Thursday 23 April 2009

Dundonald: Second Branch

The second part of the family which hailed from Dundonald has as its progenitor the second son of Robert and Elizabeth McElhago, Samuel, born on the 2nd October 1793, who was baptised the very next day at Irvine. The register entry simply reads, 'Samuel McIlhaggart born to Robert & Elizaberth at Irvine'. Samuel maintained the seafaring tradition of his grandfather, father and older brother. For some reason, possibly a romantic one, he found himself in the town of Dunbar on the east coast of Scotland. Doubtless his ship had landed there. He may well have been there by 1820 when the Irvine town census had recorded his mother as 'Widow McElhago', with two sons. Samuel was probably the one who was missing. In Dunbar, County of East Lothian (Haddington) he had met Janet White, and he married her on 1st June 1825: 'Samuel McElhago of the Parish of Dundonald and Janet White of this parish were regularly proclaimed three times this day [29th May] being a seafaring person married by the Revd. Mr. Jeffrey on 1st June.'

If Samuel had had the incentive to move from west to east, it was one of his sons who was to move north to the country's capital. Two sons were born in Dunbar, the eldest being Adam White McElhago, born 20th April 1831. His second son John White McElhago was born 16th July 1834. I understand that family tradition gives both John and his son John another middle name, that of Ormiston. Although this is not documented for John senior it may indicate that he lived for a time in the village of Ormiston about ten miles east of Edinburgh. Family tradition likewise says that he became a Provost of Edinburgh, though this has not been verified. Regrettably we have no further information about Adam but John certainly moved to Edinburgh to capitalise on the training he had undertaken in Dunbar. What this was we learn from the 1851 Census.

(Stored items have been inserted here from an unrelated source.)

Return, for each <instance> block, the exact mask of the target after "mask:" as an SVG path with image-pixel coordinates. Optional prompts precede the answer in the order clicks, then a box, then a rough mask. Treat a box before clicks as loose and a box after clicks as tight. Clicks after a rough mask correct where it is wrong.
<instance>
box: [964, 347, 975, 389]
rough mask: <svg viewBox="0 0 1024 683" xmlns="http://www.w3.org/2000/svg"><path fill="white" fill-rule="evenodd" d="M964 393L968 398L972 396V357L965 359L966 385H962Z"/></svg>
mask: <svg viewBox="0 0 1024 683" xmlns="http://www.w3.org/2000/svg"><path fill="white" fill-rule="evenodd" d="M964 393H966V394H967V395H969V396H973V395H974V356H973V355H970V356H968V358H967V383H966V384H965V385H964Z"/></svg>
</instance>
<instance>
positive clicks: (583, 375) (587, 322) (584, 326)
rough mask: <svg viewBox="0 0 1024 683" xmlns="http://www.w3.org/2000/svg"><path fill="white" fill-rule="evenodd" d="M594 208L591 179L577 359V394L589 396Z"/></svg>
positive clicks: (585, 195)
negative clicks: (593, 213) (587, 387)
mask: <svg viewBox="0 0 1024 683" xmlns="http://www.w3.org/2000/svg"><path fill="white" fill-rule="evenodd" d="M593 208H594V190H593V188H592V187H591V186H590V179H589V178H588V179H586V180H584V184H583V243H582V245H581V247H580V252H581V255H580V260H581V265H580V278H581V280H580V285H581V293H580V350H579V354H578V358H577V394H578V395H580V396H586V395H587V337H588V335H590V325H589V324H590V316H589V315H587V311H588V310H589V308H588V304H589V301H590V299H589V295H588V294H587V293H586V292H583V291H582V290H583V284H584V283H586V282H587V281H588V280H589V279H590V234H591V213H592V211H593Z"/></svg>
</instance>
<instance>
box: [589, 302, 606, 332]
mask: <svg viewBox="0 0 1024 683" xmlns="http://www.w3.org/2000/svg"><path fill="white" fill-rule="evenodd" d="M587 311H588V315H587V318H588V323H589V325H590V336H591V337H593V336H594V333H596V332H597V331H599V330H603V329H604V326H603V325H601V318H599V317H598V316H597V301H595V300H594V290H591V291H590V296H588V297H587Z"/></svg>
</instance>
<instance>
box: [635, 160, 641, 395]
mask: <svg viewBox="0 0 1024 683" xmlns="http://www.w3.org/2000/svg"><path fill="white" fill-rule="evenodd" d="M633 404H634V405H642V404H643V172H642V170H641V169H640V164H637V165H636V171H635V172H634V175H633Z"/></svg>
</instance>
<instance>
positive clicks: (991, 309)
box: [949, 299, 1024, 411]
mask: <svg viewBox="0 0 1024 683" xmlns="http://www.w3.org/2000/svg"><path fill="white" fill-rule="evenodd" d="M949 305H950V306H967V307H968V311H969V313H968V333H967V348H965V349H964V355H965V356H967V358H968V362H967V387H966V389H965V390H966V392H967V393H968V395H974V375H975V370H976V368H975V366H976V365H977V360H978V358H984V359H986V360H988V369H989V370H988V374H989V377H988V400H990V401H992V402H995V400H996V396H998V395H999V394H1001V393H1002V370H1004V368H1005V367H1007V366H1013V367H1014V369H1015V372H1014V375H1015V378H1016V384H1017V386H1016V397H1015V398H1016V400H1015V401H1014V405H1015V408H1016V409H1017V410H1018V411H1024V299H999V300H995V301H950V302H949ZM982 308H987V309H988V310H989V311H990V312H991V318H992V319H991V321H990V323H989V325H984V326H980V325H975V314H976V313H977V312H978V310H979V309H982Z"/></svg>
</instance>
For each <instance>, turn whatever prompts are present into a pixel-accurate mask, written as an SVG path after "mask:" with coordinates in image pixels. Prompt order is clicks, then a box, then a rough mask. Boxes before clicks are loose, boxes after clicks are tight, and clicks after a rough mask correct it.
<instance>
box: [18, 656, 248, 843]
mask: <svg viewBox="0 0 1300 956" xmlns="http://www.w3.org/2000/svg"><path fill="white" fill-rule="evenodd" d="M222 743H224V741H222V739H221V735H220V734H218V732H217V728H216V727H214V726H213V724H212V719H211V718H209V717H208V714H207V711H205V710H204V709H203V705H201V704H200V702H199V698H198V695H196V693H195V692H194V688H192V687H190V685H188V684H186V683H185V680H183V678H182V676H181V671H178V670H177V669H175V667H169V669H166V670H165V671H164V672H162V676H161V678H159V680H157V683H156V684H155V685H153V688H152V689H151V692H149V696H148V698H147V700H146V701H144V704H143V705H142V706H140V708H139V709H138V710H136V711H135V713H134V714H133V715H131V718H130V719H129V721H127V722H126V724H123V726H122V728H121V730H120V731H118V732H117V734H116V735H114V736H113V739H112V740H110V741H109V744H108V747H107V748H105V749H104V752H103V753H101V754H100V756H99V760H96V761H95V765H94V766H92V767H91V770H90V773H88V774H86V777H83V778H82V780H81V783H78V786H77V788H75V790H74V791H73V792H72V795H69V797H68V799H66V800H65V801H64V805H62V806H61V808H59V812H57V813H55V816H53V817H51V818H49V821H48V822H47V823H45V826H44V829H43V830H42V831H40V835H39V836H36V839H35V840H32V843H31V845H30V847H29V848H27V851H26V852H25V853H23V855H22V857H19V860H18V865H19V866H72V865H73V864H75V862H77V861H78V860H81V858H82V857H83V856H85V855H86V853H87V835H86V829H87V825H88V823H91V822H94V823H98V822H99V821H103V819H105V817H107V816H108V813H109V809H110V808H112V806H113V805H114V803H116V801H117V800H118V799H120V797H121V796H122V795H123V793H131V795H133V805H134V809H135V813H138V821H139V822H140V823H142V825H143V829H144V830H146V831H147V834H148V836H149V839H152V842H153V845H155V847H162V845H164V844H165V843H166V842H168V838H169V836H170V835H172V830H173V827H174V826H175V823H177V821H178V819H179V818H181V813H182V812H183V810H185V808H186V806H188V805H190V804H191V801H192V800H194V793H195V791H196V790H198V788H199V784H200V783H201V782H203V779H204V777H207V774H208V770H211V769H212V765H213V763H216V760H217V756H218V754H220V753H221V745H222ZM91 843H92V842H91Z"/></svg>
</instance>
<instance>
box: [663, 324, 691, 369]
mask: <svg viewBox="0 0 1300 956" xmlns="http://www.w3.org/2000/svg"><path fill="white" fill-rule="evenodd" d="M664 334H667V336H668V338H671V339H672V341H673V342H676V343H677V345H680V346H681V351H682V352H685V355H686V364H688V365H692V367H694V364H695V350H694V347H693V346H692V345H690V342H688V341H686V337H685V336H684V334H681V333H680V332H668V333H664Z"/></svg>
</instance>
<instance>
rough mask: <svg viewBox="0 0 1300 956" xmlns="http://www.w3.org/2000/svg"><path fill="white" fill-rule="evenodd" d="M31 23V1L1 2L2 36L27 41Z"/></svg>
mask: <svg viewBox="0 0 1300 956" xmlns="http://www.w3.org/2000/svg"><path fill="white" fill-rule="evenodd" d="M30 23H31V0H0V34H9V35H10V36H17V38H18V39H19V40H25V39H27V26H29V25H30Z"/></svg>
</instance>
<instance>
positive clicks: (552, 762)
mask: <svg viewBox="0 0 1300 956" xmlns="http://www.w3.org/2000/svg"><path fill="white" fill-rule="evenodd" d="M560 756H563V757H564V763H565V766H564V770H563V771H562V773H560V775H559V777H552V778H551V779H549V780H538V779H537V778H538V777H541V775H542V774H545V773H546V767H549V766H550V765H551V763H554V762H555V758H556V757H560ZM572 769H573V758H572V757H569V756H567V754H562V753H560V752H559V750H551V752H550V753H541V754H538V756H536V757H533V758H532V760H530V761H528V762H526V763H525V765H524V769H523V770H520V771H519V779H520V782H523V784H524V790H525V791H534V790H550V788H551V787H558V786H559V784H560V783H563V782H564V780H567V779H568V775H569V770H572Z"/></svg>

The 1841 Census of Scotland names Samuel McIlhago in East Lothian, born 1796 in Scotland. The 1851 managed to change Samuel's birth name of McElhago even more. It has a family of McElhagies. But in Dunbar we find there are only three of them. Perhaps Adam hadn't survived, though of course at 18 he may have left home, maybe to go to sea. Samuel McIlhagie is given the birth year of 1792! His wife's name, Janet, is bizarely transcribed as Gend or Gurd! She was born in Dunbar, Haddingtonshire, in 1802. Their son John, who was 16, was apprenticed to a Miller, and it was a Miller he became when he moved to Leith near Edinburgh. On 24th August 1854 when he was just 20, there he married the widow of a shoemaker, Christina Fowler (or Pollock). They married at Leith South Parish Church, carrying on the tradition of membership of the Established Church of Scotland to which John's grandparents had adhered back in Dundonald: 'John White McElhago, Miller, residing at No 10 Cables Wynd, Leith, and Christina Fowler or Pollock, residing at No 40 Yardhead, Leith, daughter of the late William Fowler, and relict of Charles Pollock, Shoemaker, Leith, were three times proclaimed in order to marriage, in the Parish Church of South Leith, 20th August 1854, and married at Edinburgh 24th August by the Revd. G.D. Cullen, Leith'.

John and Christina, together with their family made two major decisions which may or may not be connected. We don't know why either decision was taken and we don't know in which order they were taken. The 'internal' family decision was to adopt the grand-maternal surname of White, which the 'offspring' already had as middle names. To some it is a matter of regret that as a consequence the McElhago version of the clan name has almost disappeared from this branch of the 'Dundonald' family, and not least because in the first branch the name died out naturally. However we may note with pleasure that in the Antipodes the name McElhago has recently crept back as a middle name, thus reviving the clan memory. The second decision was to leave Edinburgh and Scotland and to emigrate to the Southern Hemisphere. We have yet to document their route and where they landed, but their final destination was New Zealand. We are privileged to have a nineteenth century photograph of the family taken after they had settled in Dunedin. I have listed the names of the 11 people in the photograph, and the work they undertook in the blog I wrote in 5th February.

This family's eldest son, William Adam White, married Elizabeth Gloag and continued the line. No fewer than 70 members of this branch of the 'Dundonald' family have lived in New Zealand and 10 in Australia. Those alive today can I think claim to be the representatives of the longest traceable line of our clan, that of the McElhago-Whites.